I've been looking into purchasing or adopting a Russian tortoise and I do feel bad for the guys at stores like petco or pet supermarket. I also live in Florida and as of now the daytime temperatures are in the 90's plus and a condition of one breeder was that they don't ship out if the temp isn't between 40-90 degrees. Would it not be safer to buy it from a pet store?


----------



## crimson_lotus (Apr 3, 2015)

I say don't buy from a pet store and support a local rescue or a local breeder.


----------



## Donna/Turbo (Apr 5, 2015)

dariceboij said:


> I've been looking into purchasing or adopting a Russian tortoise and I do feel bad for the guys at stores like petco or pet supermarket. I also live in Florida and as of now the daytime temperatures are in the 90's plus and a condition of one breeder was that they don't ship out if the temp isn't between 40-90 degrees. Would it not be safer to buy it from a pet store?

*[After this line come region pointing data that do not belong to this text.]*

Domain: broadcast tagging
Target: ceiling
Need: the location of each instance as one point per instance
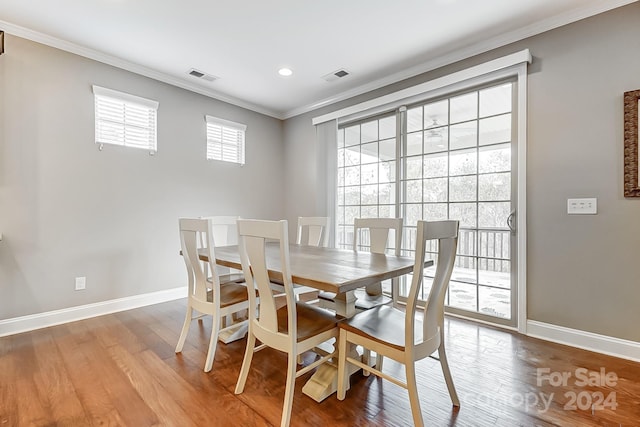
(243, 43)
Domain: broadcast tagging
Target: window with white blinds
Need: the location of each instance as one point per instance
(125, 119)
(225, 140)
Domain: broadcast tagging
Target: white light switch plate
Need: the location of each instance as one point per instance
(582, 206)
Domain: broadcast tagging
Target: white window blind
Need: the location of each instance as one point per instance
(124, 119)
(225, 140)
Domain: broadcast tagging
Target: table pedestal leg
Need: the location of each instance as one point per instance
(324, 381)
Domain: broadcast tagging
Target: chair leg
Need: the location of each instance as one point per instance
(366, 357)
(185, 329)
(447, 374)
(213, 341)
(246, 363)
(412, 387)
(289, 390)
(342, 365)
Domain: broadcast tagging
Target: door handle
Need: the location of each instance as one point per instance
(510, 221)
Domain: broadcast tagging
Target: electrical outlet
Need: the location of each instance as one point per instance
(582, 206)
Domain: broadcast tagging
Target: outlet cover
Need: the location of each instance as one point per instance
(582, 206)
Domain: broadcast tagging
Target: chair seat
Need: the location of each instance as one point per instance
(311, 320)
(230, 293)
(364, 301)
(383, 324)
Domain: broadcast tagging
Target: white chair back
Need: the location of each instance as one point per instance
(193, 234)
(446, 233)
(379, 230)
(253, 237)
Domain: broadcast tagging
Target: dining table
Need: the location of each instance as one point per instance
(334, 270)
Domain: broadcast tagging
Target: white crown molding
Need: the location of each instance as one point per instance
(51, 318)
(440, 61)
(123, 64)
(461, 54)
(604, 344)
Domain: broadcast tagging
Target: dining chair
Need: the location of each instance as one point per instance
(378, 230)
(392, 332)
(293, 328)
(313, 231)
(206, 295)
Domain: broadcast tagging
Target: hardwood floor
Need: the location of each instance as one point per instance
(121, 370)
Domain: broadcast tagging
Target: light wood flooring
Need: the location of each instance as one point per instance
(121, 370)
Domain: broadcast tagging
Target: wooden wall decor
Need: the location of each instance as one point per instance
(631, 158)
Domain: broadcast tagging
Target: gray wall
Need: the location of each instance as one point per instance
(583, 271)
(67, 209)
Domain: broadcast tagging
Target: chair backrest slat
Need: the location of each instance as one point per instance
(379, 230)
(254, 236)
(446, 233)
(313, 231)
(194, 234)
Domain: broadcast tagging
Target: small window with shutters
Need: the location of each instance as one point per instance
(124, 119)
(225, 140)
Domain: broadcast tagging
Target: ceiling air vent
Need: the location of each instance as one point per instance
(336, 75)
(204, 76)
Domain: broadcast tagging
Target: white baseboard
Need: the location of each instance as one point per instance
(604, 344)
(31, 322)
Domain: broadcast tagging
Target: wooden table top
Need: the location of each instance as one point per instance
(327, 269)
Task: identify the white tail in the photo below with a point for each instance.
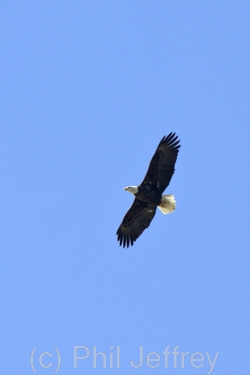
(167, 204)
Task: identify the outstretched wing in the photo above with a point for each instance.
(161, 167)
(138, 218)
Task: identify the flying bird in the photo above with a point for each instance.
(148, 195)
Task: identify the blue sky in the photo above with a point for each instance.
(88, 89)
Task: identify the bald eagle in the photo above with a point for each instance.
(148, 195)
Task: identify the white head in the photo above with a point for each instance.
(131, 189)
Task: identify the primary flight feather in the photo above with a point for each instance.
(148, 195)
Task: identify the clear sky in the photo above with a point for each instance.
(88, 89)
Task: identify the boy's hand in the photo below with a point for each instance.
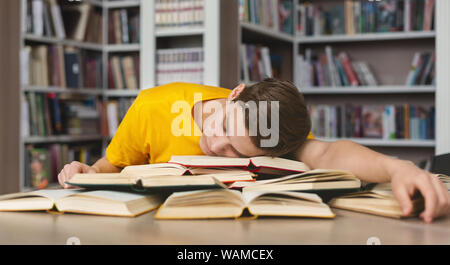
(406, 178)
(70, 170)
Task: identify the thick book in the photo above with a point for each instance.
(214, 204)
(112, 203)
(259, 164)
(161, 183)
(378, 199)
(377, 202)
(162, 176)
(326, 183)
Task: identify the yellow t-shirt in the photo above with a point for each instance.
(145, 134)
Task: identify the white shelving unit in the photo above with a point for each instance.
(441, 93)
(210, 33)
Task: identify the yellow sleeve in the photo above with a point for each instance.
(128, 146)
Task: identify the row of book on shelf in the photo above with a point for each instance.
(373, 121)
(180, 65)
(80, 21)
(179, 13)
(274, 14)
(124, 26)
(58, 66)
(43, 163)
(355, 17)
(51, 114)
(322, 70)
(202, 187)
(46, 18)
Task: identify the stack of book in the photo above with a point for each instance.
(43, 163)
(335, 71)
(50, 114)
(275, 14)
(387, 122)
(123, 72)
(422, 69)
(256, 63)
(196, 187)
(179, 65)
(179, 13)
(355, 17)
(123, 26)
(58, 66)
(201, 187)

Welcome, I am in Winter Garden. Nice to hear from someone that is not in California!! I thought I was the only one on the East Coast!


----------



## dariceboij (Apr 5, 2015)

Hello donna/turbo, i live in south orlando right between all the parks and maybe 5 mins from gatorland. Yeah i was suprised myself considering someone has to be buying these petshop turtles.


----------



## argus333 (Apr 30, 2015)

ya thats not so bad, if he had a hide area he'd be much better. there are good people out there who do buy animals hope he gets good home. I'm east coast.. nj


----------